Ironisnya, hingga saat ini, belum ada uluran tangan baik pengobatan dan biaya dari pemerintah daerah setempat. Saat ditemui di rumah orang tuanya, Jumat (5/12/2014), di Desa Gambongan, Kecamatan Gedeg, Mojokerto, Fadil terlihat lemah. Bocah kecil ini terus menangis di gendongan ibunya meminta untuk ditidurkan.
Tubuh putra pertama pasangan Tri Prastinah Wiyati (34) dan Hari (36) ini terlihat kurus. "Bu ayo turu (Ibu ayo tidur), ini sakit," rintih Fadil sembari menunjuk tumor pada mata kanannya yang menyerupai sarang tawon itu.
Menurut ibunda Fadil, kelainan yang diderita putranya itu diketahui sejak Bulan April lalu. Saat itu, retina mata kanan Fadil mengalami perubahan menyerupai mata kucing. Khawatir dengan kondisi anaknya, Tri memeriksakannya ke salah satu rumah sakit mata di Surabaya.
"Oleh dokter divonis kena tumor mata ganas, harus segera dioperasi," ucap Tri.
Lagi-lagi biaya menjadi penyebabnya. Kondisi ekonomi keluarganya yang serba pas-pasan, membuat Tri dan suaminya tak mampu membawa Fadil ke meja operasi. Untuk mengangkat tumor ganas itu, dirinya harus menyediakan uang Rp 60 juta. Penghasilan suaminya sebagai buruh pabrik kayu di Gresik jelas tak cukup untuk menutup biaya itu.
"Saya dan Fadil tidak mendapat Jamkesmas maupun Jamkesda, kami tidak punya biaya untuk operasi mengangkat tumor anak saya," ungkap Tri sembari meneteskan air mata.
Keterbatasan biaya tak lantas membuat Tri pasrah. Bersama suaminya, ibu dua anak ini membawa Fadil ke beberapa pengobatan alternatif. Namun, usahanya tak kunjung membuahkan hasil.

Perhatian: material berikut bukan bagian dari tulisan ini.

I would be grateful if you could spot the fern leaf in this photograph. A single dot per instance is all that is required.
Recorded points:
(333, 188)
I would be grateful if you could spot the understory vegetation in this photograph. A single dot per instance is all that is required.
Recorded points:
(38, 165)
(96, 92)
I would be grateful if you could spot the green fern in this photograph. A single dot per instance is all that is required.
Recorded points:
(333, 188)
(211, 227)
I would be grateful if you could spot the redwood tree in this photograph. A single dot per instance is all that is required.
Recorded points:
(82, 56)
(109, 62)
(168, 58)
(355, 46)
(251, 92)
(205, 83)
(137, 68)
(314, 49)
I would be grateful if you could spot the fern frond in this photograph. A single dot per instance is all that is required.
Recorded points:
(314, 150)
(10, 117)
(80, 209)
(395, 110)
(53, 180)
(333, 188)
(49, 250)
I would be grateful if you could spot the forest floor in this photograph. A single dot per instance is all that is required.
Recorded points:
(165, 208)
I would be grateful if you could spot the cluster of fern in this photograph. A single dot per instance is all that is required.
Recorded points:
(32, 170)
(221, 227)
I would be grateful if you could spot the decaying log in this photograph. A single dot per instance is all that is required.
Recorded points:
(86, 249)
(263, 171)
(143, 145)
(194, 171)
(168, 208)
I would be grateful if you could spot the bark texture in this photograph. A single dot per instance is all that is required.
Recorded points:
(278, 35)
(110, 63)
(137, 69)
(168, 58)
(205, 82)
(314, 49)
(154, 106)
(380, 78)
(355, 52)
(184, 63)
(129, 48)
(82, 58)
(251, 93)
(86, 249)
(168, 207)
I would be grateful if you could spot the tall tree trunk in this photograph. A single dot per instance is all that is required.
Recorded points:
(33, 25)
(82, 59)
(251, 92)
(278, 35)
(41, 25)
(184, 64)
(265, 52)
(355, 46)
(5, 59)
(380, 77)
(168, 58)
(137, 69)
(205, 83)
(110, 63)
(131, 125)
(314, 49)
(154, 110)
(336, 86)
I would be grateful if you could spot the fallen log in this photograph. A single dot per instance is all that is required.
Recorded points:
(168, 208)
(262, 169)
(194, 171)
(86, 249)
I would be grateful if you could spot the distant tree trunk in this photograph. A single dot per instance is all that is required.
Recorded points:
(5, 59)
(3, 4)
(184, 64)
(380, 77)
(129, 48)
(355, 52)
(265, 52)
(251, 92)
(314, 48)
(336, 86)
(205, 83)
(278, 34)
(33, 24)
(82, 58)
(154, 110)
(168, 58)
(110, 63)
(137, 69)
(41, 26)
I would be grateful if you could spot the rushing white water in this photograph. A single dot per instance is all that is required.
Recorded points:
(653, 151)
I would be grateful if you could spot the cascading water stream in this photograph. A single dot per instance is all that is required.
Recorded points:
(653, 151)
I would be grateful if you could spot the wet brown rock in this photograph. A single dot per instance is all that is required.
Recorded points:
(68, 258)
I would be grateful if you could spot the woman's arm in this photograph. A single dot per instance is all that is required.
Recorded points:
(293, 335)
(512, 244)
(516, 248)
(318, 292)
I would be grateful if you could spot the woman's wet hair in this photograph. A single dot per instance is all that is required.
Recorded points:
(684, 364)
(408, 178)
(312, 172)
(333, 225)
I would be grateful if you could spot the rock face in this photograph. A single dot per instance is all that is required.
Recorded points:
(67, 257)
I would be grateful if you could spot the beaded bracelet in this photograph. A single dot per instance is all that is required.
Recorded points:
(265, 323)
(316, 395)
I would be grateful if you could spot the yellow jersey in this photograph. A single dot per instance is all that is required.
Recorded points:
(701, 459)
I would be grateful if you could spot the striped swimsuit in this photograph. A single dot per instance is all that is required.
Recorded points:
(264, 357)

"Sudah kami bawa ke lima tempat pengobatan alternatif, namun tidak ada perubahan, tumor tetap semakin membesar," tuturnya.
Kini tumor ganas telah menutupi separoh wajah Fadil. Menurut Tri, setiap hari keluar darah segar dari ujung tumor yang menyerupai sarang tawon ini. Untuk tidur, Fadil hanya bisa miring ke kanan. Tubuhnya kian kurus lantaran sebagian mulutnya yang tertutup tumor, terasa sakit saat digunakan untuk mengunyah makanan.
"Keluar darah sekali kadang 3 kali setiap hari, dan juga keluar lendir. Kalau tidur tidak bisa miring ke kiri. Selalu mengeluh sakit di kening dan kepala atasnya," ujarnya.
Ironisnya, kondisi Fadil yang kian memperihatinkan, tidak pernah mendapatkan uluran tangan dari pemerintah Desa, Kecamatan, maupun Pemkab Mojokerto. Rumahnya yang hanya berjarak sekitar 300 meter dari Kantor Desa Gembongan, tak membuat perangkat desa peduli. Mereka seakan tutup mata melihat nasib warganya itu.
"Puskesmas pernah ke sini, namun hanya mendata saja. Pak Kepala Dusun Gembong pernah ke rumah, kerana masih saudara, itupun tidak memberi saran apa-apa. Saya sendiri kesulitan mengurus keringanan dari desa, karena Fadil tidak bisa ditinggal," ucapnya.
Tri berharap, pemerintah memberikan bantuan untuk biaya operasi anaknya. "Harapan kami, pemerintah membantu untuk biaya operasi mengangkat tumor anak saya. Kasihan Fadil, setiap hari kesakitan," pungkasnya.